For the poor, the food prices are what truly matter because they are in survival and subsistence modes, struggling to meet their most basic needs. Malakas ang hagupit ng elevated inflation sa mga mahihirap at hindi nila nararamdaman ang pagkakaiba ng inflation na eight percent, seven percent at six percent kasi mataas pa rin lahat iyan at hindi abot ng kanilang pang-araw-araw na kita (income) (Elevated inflation has a strong impact on the poor and they don’t feel the difference between inflation of eight percent, seven percent and six percent because they are all still high and not enough for their daily income).
Many people who are struggling financially have been hoping for assistance to offset the effects of inflation, but they haven’t seen any new cash distribution activities yet. If there’s anything we can do to help the executive agencies with mobilization efforts, we’re ready and willing to support them, as we’ve been doing alongside the Department of Social Welfare and Development and the Department of Labor and Employment.

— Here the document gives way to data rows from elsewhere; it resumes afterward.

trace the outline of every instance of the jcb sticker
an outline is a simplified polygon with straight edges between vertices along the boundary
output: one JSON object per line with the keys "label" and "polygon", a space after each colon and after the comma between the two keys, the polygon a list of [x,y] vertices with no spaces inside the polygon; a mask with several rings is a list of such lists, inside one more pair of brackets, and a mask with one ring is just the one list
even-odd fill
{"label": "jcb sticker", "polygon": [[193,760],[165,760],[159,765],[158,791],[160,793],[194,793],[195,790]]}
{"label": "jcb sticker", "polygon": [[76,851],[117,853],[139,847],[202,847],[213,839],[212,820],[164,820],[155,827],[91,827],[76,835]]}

Given the persistently high inflation rate, I respectfully urge the Department of Trade and Industry to review prices for basic commodities.
The 6.6 percent inflation would be welcome news and more relevant to the middle-income and upper-middle-income families because they are the ones who have larger shares of their incomes for fuel, utilities, travel and other non-food items.”
The lower Bangko Sentral ng Pilipinas inflation forecast is also relevant to businesses because micro, small, medium-sized enterprises and large corporations will earn more, especially from the middle-income and upper-middle-income families.
About full-year economic growth (measured by GDP or gross domestic product), more efforts must be exerted to reopen those sectors of the country that have not returned to full in-person social activity and mobility. Their limited reopening keeps the national economy from moving full steam ahead with GDP growth above seven percent.